Some of these stablecoins go beyond dollars, however. They buy US Treasuries, bank CDs and even, egads, commercial paper. But all of this is pretty vanilla, and investors have demonstrated little worry that the coin’s $1 price might fall.
But that’s not the case for one subset of stablecoins. These are called algorithmic stablecoins – and that’s what Terra and LUNA were. Instead of pegging themselves to the dollar, they pegged themselves to each other. Based on supply and demand, the project’s sponsors would use AI-generated algorithms to reduce the holdings of one in order to raise the other – thereby maintaining stable levels of both. Theoretically.
That theory came crashing down. When many suddenly demanded liquidation, the algorithm couldn’t keep up. That caused the prices to fall, slowly at first, and soon cascading downward in a death spiral. Within a week, both coins were worthless.

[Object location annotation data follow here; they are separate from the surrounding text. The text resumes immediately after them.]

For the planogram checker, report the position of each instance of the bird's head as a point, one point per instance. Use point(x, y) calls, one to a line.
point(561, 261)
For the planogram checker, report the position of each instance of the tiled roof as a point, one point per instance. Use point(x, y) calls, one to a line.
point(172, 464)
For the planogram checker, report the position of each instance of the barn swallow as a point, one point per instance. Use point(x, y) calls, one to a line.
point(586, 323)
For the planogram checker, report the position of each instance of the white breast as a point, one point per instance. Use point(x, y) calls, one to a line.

The incident deserves to worry everyone who owns algorithmic stablecoins. But that’s where concern should end. There’s no reason to fear stablecoins that are pegged to – and backed by – US dollars and T-bills. And there’s certainly no reason to fear other digital assets that don’t claim to offer stable prices in the first place, such as bitcoin and Ethereum.
But in a market panic, reason and logic are tossed aside. On the news of Terra’s and LUNA’s collapse, people started to panic-sell their bitcoin, too. Makes no sense, but since when are investors ever sensical?
Eventually, investors will realize that the collapse of a given stablecoin or two isn’t a condemnation of the entire crypto world, and price declines caused by the incident will be reversed. (Other issues might perpetuate volatility, but that’s another story.)
This saga offers many lessons:
- Make sure you and your clients understand what you’re buying.
- Don’t panic merely because others are. Remind clients of the reasons they invested, the value of diversification, and the importance of maintaining a long-term investment perspective.
- When investing in a technological innovation that’s rapidly evolving (and therefore inherently risky), don’t add to the risk by investing in the least proven, most questionable platforms offered. It’s risky enough to go to sea, so you should board an aircraft carrier instead of an untested rowboat.
- Don’t broadly brand an entire industry based on the activities or actions of specific players. The FAA grounded the Boeing 737 MAX after two deadly crashes; the agency didn’t ban flights of any other aircraft.
In the end, the Terra/LUNA fiasco will serve as boon to the further development of the crypto industry. Regulators and legislators will use the incident to accelerate implementation of much-needed consumer protection policies, and investors will be more careful when selecting their investments. It’s sad to see so many people lose so much money so quickly, but that’s part of the experience when dealing with innovation. My hope is that the lessons are indeed learned by all – and quickly.